How should I sort a doubly linked list the D way?

Tue Aug 13 21:11:41 UTC 2019

On Tue, Aug 13, 2019 at 08:42:37PM +0000, Max Haughton via Digitalmars-d-learn wrote:
> On Tuesday, 13 August 2019 at 18:54:58 UTC, H. S. Teoh wrote:
[...]
> > These days, with CPU multi-level caches and memory access
> > predictors, in-place arrays are often the best option for
> > performance, up to a certain size.  In general, avoid indirection
> > where possible, in order to avoid defeating the memory access
> > predictor and reduce the number of cache misses.
[...]
> I saw a Bjarne Stroustrup talk where he benchmarked that the for n >
> 1, std::vector was a lot faster than a linked list for all supported
> operations. I don't know how clever the caching strategies are on a
> modern processor (Pointer chasing), but to my knowledge the only way
> of getting a cache efficient linked list would be to effectively have
> a very contiguous allocator (Which obviously defeats the purpose of
> using a list in the first place)
> 
> Found it: https://www.youtube.com/watch?v=YQs6IC-vgmo

A contiguous allocator doesn't help after the list has undergone a large
number of insertions/deletions, because of fragmentation.

You can still get a cache-efficient linked list by chunking. I.e.,
instead of a linked-list of individual elements, group the elements into
blocks (arrays) that are then linked into a linked list.  Then you can
still insert/delete elements with sub-O(1) complexity by updating only
the affected block, and only occasionally you need to delete a block or
allocate a new block.

As long as the block size is suitably-sized, it will be cache-coherent
most of the time and enjoy the associated performance boosts from the
cache hierarchy.  For small lists, it will be equivalent to using a
single array. For very large lists, you'll also reap the cheap
insert/delete flexibility of a linked list.

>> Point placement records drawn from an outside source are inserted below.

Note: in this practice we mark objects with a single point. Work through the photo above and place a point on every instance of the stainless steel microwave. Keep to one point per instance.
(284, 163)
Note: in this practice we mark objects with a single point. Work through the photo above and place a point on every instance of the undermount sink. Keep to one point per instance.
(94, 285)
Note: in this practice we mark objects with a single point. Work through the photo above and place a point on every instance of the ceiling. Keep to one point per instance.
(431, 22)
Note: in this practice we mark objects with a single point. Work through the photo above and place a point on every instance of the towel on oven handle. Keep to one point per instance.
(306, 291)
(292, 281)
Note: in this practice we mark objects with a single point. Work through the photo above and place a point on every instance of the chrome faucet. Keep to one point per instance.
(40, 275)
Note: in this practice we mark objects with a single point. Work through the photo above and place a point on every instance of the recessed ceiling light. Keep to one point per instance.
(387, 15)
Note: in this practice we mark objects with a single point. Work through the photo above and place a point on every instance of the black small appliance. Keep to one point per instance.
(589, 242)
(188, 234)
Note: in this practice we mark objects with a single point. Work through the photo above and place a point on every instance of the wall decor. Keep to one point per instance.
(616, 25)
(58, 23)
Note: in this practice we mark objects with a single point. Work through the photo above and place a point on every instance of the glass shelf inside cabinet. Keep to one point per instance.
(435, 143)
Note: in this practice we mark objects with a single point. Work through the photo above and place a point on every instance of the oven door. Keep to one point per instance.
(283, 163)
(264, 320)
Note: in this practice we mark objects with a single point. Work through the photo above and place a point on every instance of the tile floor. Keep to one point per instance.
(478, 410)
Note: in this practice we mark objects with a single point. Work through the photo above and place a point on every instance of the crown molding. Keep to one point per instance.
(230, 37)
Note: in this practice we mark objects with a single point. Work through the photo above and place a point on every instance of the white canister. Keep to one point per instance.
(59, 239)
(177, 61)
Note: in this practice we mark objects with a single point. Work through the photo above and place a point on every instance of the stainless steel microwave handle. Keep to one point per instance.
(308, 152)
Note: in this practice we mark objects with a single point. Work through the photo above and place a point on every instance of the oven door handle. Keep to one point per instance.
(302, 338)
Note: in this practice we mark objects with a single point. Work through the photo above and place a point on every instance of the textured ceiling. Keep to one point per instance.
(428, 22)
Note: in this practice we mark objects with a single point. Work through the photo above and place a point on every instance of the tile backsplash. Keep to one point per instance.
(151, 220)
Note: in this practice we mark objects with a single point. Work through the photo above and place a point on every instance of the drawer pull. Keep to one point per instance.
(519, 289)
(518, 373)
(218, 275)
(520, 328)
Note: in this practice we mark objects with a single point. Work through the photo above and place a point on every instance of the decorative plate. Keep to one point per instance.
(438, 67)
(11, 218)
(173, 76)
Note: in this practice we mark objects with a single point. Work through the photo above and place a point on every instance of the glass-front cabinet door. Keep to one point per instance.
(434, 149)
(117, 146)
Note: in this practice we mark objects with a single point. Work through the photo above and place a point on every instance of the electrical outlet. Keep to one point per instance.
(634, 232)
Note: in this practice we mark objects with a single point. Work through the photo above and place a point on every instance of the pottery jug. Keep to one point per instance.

To minimize space wastage from unused slots in the blocks, you could
have a list rebalancing based on some desired utilization factor (e.g.,
if <50% of a block is used, redistribute elements among adjacent
blocks). Redistribution should be pretty cache-coherent (except perhaps
for some corner cases), because it mostly involves linear copying of
elements from one block to another.

T

-- 
I am not young enough to know everything. -- Oscar Wilde